Василий Дмитриевич Княжич - сменный инженер радиобюро - выглядел мужчиной суровым. Но это только внешне: взлохмаченная плохо ухоженная борода, не всегда свежее после канунешней встречи с друзьями лицо, простоватый свитер с вытертыми локтями и джинсы, модные "лет несколько тому обратно", как он сам обычно и говорил. Когда тебе за пятьдесят, некогда думать об истерично пищащей моде. Деятелей сценически-окорочкового бизнеса считать не станем: у них своя жизнь в сферах, которые нам недоступны. Сфера бестолкового псевдо-капиталистического обслуживания ни при чём, равно как и математическое понятие, взлелеянное самим Риманом.
Ирина, женщина самого распрекрасного возраста, когда дети уже взрослые, муж отправлен в отставку после очередного заседания домашнего кабинета министров, а состояние души всё ещё на высоте свободного парения над буднями, выглядела не просто светской хищницей, но хищницей с глазами нежного ягнёнка, что, как известно, наиболее опасно для мужского пола тёмными зимними вечерами.
Княжич подспудно догадывался о вампирических способностях своей подчинённой, но не придавал этому обстоятельству сколь-нибудь серьёзного значения. То ли уже научился держать оборону за два десятка лет совместной работы, то ли давно махнул на себя рукой, смирившись с неуютным домашним теплом, которое ему обеспечивала условно верная (поскольку ни разу не была застукана с поличным) супруга. А махнувшему на себя рукой мужчине никакая виагра не йохимбится.
Ирина давно поняла, что заводить романы на работе, тем более - с женатыми мужчинами, не стоит. Не будет от такой добычи никакого прибытку. Поэтому тоже не беспокоила Василия Дмитриевича домогательствами. И оттого были эти два совершенно разных человека практически друзьями, что называется, не разлей вода. Делились каждый своими домашними проблемами, бегали вместе в курилку, ездили за грибами-ягодами, а иногда - даже и в отпуск.

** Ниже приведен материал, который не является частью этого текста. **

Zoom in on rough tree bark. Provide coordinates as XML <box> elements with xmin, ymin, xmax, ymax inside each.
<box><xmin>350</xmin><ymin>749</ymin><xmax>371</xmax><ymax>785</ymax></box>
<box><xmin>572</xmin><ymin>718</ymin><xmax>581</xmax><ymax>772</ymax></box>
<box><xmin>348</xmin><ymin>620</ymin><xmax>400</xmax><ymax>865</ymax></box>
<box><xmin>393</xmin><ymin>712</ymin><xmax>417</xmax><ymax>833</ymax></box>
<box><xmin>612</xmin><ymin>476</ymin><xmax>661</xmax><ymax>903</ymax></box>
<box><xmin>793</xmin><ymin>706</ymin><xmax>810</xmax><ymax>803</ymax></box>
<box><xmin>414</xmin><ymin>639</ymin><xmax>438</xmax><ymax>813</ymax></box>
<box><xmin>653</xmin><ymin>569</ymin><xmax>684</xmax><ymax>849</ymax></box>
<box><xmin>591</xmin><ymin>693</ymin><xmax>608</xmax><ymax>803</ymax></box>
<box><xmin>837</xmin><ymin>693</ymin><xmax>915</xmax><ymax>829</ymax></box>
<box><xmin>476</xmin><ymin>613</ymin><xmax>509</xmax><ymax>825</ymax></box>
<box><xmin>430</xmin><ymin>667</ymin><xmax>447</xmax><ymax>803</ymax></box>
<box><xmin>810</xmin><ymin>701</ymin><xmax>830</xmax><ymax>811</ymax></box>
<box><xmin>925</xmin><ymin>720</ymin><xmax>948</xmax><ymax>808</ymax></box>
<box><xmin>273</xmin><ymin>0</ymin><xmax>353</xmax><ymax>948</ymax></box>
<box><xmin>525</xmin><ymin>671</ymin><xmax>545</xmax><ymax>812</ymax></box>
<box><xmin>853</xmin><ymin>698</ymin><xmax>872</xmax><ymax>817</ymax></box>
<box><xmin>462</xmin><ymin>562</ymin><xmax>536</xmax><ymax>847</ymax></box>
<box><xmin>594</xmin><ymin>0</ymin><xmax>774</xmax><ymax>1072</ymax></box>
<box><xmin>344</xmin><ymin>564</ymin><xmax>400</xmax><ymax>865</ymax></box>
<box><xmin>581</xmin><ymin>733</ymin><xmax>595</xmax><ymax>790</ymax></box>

За окном суровели густотёртой белизной с синеватым отливом ранние зимние сумерки. Герои перекуривали во время рабочего дня, тянущегося упругой, застывающей на морозе патокой, лениво перебрасываясь информацией о предстоящих Новогодних вакациях.
- Митрич, ты в курсе, ко мне брателло приехал?
- В гости или как?
- Ностальгия замучила. По местам, так сказать, боевой юности захотел прошвырнуться, с давними друзьями пересечься, водки скушать под старинный боевой барабан и скупую мужскую слезу.
- Понятное дело. Здесь у него и барышень много было, помнится.
- Нету их уже давно. Кто уехал, кто замуж выскочил... и тоже уехал.
- А сам Серёга как? Женат?
- Был. Три раза. Но всё что-то его не устраивало. Больше пяти лет ни с одной не прожил.
- Дон Гуана лишь скульптурная композиция исправит.
- Статуя Командора?
- Не только. Ещё и о склепе не забывай.
- Миленько, миленько...
В курилку заглянул заслуженный полярный лётчик, командир эскадрильи МИ-8, Ираклий Недошвили, давно и напрочь отморозивший свой кавказский акцент, просидев почти неделю на вынужденной без связи в конце октября далёкого социалистического года предпоследней пятилетки. Случилось это... лет, кажется, восемнадцать назад, а то и того больше. Сейчас никто уже точно и не вспомнит.
- Курите? - вежливо осведомился недавно порвавший с дурной привычкой Недошвили. Бросивший, но так и не перерезавший пуповину, подпитывающую организм никотином. - Хорошие у вас сигареты. Можно мне немного этим воздухом подышать?
- Курим всё равно в атмосферу. Садись, не жалко. - Княжич приветливо указал на место рядом с собой.
-Э, какие новости, дорогая. У нас одни старости. Даже меня, заслуженного пенсионера, вынуждают летать в мои-то годы. А ведь я ещё первую "лампочку Ильича" в нашем горном селении застал. Сколько мне лет, понимаешь?
- Раньше была "лампа Ильича", теперь энергосберегающие лампочки от Анатольевича, - откликнулся на тему дня Княжич.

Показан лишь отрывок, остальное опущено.